One frequently sees newspaper articles and news reports deploring the high rate of illiteracy in the United States, the wealthiest country in the world. Certainly, literacy is fundamental; if one cannot read or write, one’s ability to learn is crippled. Compounding the problem are the aliterates, those who can read but don’t read, which leaves them no better off than those who can’t read at all.
Less frequently, one sees articles about innumeracy, the inability to deal with even simple mathematics. Innumerates cannot calculate the correct tip in a restaurant, balance their checkbooks, or calculate the proper change when they buy something. One suspects that more than a few sales clerks would be lost if their cash registers didn’t calculate the correct change for them.
As devastating as ignorance of basic reading and math is, there is another class of ignorance that is nearly as important and almost never mentioned. For lack of a word, I’ll call it unscientificacy, or the inability to understand or deal with even simple science concepts. Because they lack the ability to reason critically, unscientificates are easy prey for anyone who tells a good story.
Vaccines cause autism? That may sound reasonable to someone with no understanding of science, but to anyone who has even a modicum of scientific knowledge it’s obvious from a brief glance at the facts that there’s no correlation. Chelation therapy, homeopathy, astrology, chiropractic, aroma therapy, magic wristbands, snake-oil nutrition supplements–the list of pseudosciencey crap goes on and on. All attract large followings among the ignorant, and not a one of them is evidence-based. To the extent that any make falsifiable predictions, those predictions have been tested and found to fail.
To me, the truly frightening thing is that these credulous True Believers are allowed to vote on issues that affect all of us. Now, I realize that the universal franchise is held sacred by most people, but when I visualize a new-agey know-nothing space cadet entering a voting booth, I think the “you’re too ignorant about everything that matters to be be allowed to vote” argument should be reasonable grounds for disqualification.

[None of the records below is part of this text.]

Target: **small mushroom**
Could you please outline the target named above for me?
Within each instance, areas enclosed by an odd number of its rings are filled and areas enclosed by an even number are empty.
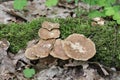
[[[63,48],[66,55],[75,60],[86,61],[96,53],[95,44],[81,34],[68,36],[63,42]]]
[[[58,23],[52,23],[52,22],[48,22],[48,21],[44,21],[42,24],[42,28],[45,28],[47,30],[52,30],[52,29],[58,29],[60,24]]]
[[[63,40],[61,39],[56,40],[54,44],[54,49],[51,51],[50,55],[56,58],[60,58],[62,60],[66,60],[66,59],[69,59],[69,57],[65,54],[62,42]]]
[[[30,60],[36,60],[38,59],[39,57],[36,56],[37,53],[35,51],[35,47],[30,47],[30,48],[27,48],[26,51],[25,51],[25,57],[27,57],[28,59]]]
[[[25,56],[31,60],[47,57],[53,48],[54,42],[55,39],[40,40],[36,45],[26,49]]]
[[[60,36],[60,31],[58,29],[53,29],[49,31],[47,29],[40,28],[38,35],[42,39],[53,39],[53,38],[58,38]]]
[[[47,57],[53,49],[54,43],[55,39],[40,40],[38,44],[34,46],[35,52],[37,53],[36,56],[39,58]]]

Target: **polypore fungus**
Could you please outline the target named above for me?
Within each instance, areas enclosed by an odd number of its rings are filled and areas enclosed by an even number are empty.
[[[40,40],[36,45],[27,48],[25,56],[31,60],[44,58],[51,52],[55,39]]]
[[[63,42],[63,40],[61,40],[61,39],[56,40],[56,42],[54,44],[54,48],[51,51],[50,55],[52,55],[53,57],[56,57],[56,58],[66,60],[66,59],[69,59],[69,57],[65,54],[62,42]]]
[[[30,60],[35,60],[35,59],[39,59],[39,57],[36,56],[36,51],[35,51],[35,47],[30,47],[27,48],[25,51],[25,57],[27,57]]]
[[[49,31],[47,29],[40,28],[38,35],[42,39],[53,39],[53,38],[58,38],[60,36],[60,31],[58,29],[53,29]]]
[[[75,60],[86,61],[92,58],[95,53],[95,44],[84,35],[72,34],[63,42],[65,53]]]
[[[55,43],[55,39],[50,40],[40,40],[37,45],[35,45],[36,55],[39,58],[44,58],[49,55]]]
[[[52,22],[48,22],[48,21],[44,21],[42,24],[42,28],[45,28],[49,31],[51,31],[52,29],[58,29],[60,24],[58,23],[52,23]]]

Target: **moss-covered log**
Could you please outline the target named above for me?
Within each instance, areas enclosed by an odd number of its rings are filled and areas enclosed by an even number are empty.
[[[64,39],[72,33],[84,34],[91,38],[95,44],[97,53],[92,61],[98,61],[107,66],[120,66],[120,27],[108,22],[104,26],[93,27],[84,19],[46,19],[40,18],[30,23],[0,25],[0,39],[10,41],[9,50],[16,53],[25,48],[26,43],[39,38],[38,30],[43,21],[60,23],[61,38]]]

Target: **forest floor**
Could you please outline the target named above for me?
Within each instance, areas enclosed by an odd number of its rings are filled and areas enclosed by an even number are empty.
[[[78,13],[82,11],[81,9],[86,12],[89,10],[89,6],[82,2],[78,5],[59,2],[57,6],[50,8],[44,3],[45,0],[29,1],[24,10],[17,11],[13,8],[13,1],[1,2],[0,23],[20,24],[40,17],[74,19],[78,17],[75,12],[76,7],[80,8]],[[34,45],[37,41],[33,39],[27,46]],[[0,80],[120,80],[120,72],[115,67],[106,67],[98,62],[90,61],[72,59],[64,61],[51,56],[31,61],[24,56],[25,49],[19,50],[17,54],[9,52],[9,44],[9,41],[0,40]],[[23,73],[25,68],[34,69],[35,74],[31,78],[26,78]],[[31,74],[29,71],[27,74]]]

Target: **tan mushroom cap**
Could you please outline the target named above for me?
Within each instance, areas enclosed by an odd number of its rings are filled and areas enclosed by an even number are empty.
[[[25,51],[25,57],[27,57],[30,60],[38,59],[39,57],[36,56],[36,51],[34,47],[27,48]]]
[[[48,21],[44,21],[42,24],[42,28],[45,28],[47,30],[60,28],[59,26],[60,26],[60,24],[58,24],[58,23],[52,23],[52,22],[48,22]]]
[[[66,55],[75,60],[86,61],[96,53],[95,44],[84,35],[72,34],[63,42]]]
[[[55,43],[55,39],[50,39],[50,40],[40,40],[38,44],[36,44],[35,47],[35,52],[36,56],[39,58],[44,58],[47,57]]]
[[[60,36],[60,31],[58,29],[53,29],[51,31],[48,31],[47,29],[40,28],[38,35],[42,39],[58,38]]]
[[[65,51],[63,49],[62,45],[63,40],[57,39],[54,44],[54,49],[51,51],[50,55],[52,55],[55,58],[60,58],[62,60],[69,59],[69,57],[65,54]]]

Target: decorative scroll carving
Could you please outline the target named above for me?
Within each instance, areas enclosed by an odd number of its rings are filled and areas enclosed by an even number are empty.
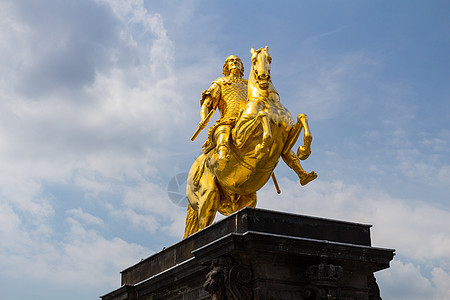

Literacy tests were formerly used to restrict voting, but came into disrepute because they were perceived to be racist. Be that as it it may, it seems reasonable to me to set a bar on voting by requiring some minimum level of knowledge among voters. The ability to read and explain a paragraph of plain English text would be a good start, as would demonstrating some basic facility with mathematics and science. I’m not suggesting that we require competence in, say, differential equations or orbital mechanics to qualify someone to vote, but it would be nice to require, say, the ability to answer correctly such simple science-related questions as the orbital period of Earth or the freezing point of water. Anyone who cannot answer such simple questions can safely be assumed to be incapable of reasoning out which candidate he should vote for. Allowing such people to vote dooms us to suffer politicians elected by the stupid and the ignorant.
While we’re at it, it wouldn’t hurt to require a basic knowledge of history, at least US history. I was stunned the other day when I read a link on Jerry Pournelle’s site about a guest lecturer asking a class of graduate students in history to raise their hands if they knew who George Marshall was. Not a single hand was raised. In a class of history students in graduate school.
Hello? George C. Marshall? A five-star general and the Army Chief of Staff during WWII. The author of the Marshall Plan. Geez.
Well, perhaps I’m being too harsh. These were, after all, only graduate history students. One can’t expect them to know much about recent US history. And, even in their abysmal ignorance, they probably still know more about history than most US high school students, the majority of whom probably can’t name four of the major combatants in WWII, nor even give the dates of that war within a decade.